What is Bear Flattener
Bear flattener is a yield-rate environment in which short-term interest rates are increasing at a faster rate than long-term interest rates. This causes the yield curve to flatten as short-term and long-term rates start to converge.
BREAKING DOWN Bear Flattener
The yield curve is a graph that plots the yields of similar-quality bonds against their maturities, ranging from shortest to longest. Typically used in reference to U.S. Treasury securities, the yield curve shows the yields of bonds with maturities ranging from 3 months to 30 years. In a normal interest rate environment, the curve slopes upward from left to right, indicating a normal yield curve. A normal yield curve is one in which bonds with short-term maturities have lower yields than bonds with long-term maturities. The short end of the yield curve based on short-term interest rates is determined by expectations for the Federal Reserve policy; it rises when the Fed is expected to raise rates and falls when interest rates are expected to be cut. The long end of the yield curve is influenced by factors such as the outlook on inflation, investor demand and supply, economic growth, institutional investors trading large blocks of fixed-income securities, etc.

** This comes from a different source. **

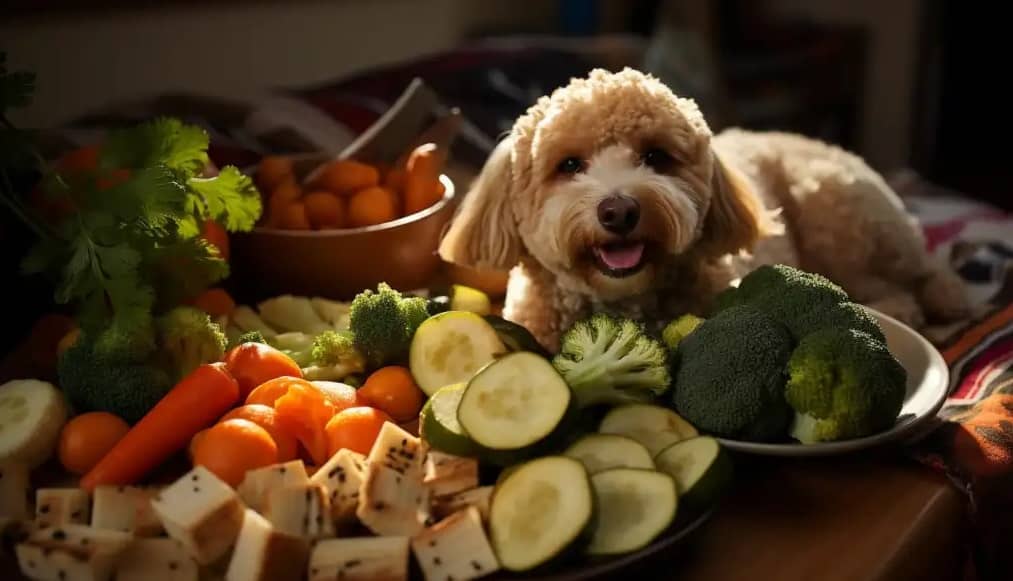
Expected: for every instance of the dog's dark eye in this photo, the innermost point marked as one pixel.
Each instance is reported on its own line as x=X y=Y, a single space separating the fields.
x=657 y=159
x=570 y=165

The changes in the short-term or long-term interest rates leads to a steepening or flattening of the yield curve. The yield curve steepens when the difference between short- and long-term yields increases. This tends to occur when interest rates on long-term bonds are rising faster than rates on short-term bonds. If the curve is flattening, the spread between long-term rates and short-term rates is narrowing. A flattener can either be a bull flattener or a bear flattener.
A bull flattener is observed when long-term rates are decreasing at a rate faster than short-term rates. The change in the yield curve often precedes the Fed lowering short term interest rates, which is a bullish signal for both the economy and the stock market.
On the other hand, when short-term rates are rising more rapidly than long-term rates, the result is a bear flattener. When the yields on short-dated bonds rise more quickly than yields on long-term bonds, eventually, both interest rates start to converge. The convergence, in turn, flattens the yield curve when plotted on a graph. For example, on February 9, the yield on a 3-month T-bill was 1.55% and the yield on a 7-year note was 2.72%. The spread during this time was 2.72% - 1.55% = 117 basis points. On April 1, the 3-month bill yields 2.05%, while the 7-year note yields 2.80%. The spread is now smaller at 2.80% - 2.05% = 75 basis points, leading to a flatter yield curve.
As explained above, the increase in short-term rates is usually due to actions by the government through the Federal Reserve, which decides to increase rates to slow economy growth and/or the expected inflation growth. In other words, a flattening curve is typically an indication of a slowing economy and is not beneficial to banks as funding costs increase. Therefore, a bear flattener is considered a bearish indicator on the economy.
A bear flattener may be a signal to investors that the higher interest rates on short-term bonds may produce a higher return than stocks will in the short-term. In effect, increasing interest rates drives short-term bond prices down, increasing their yields rapidly in the short term, relative to long-term securities. In this case, investors will sell their stocks and invest the proceeds in the bond market, which will lead to a bearish stock market.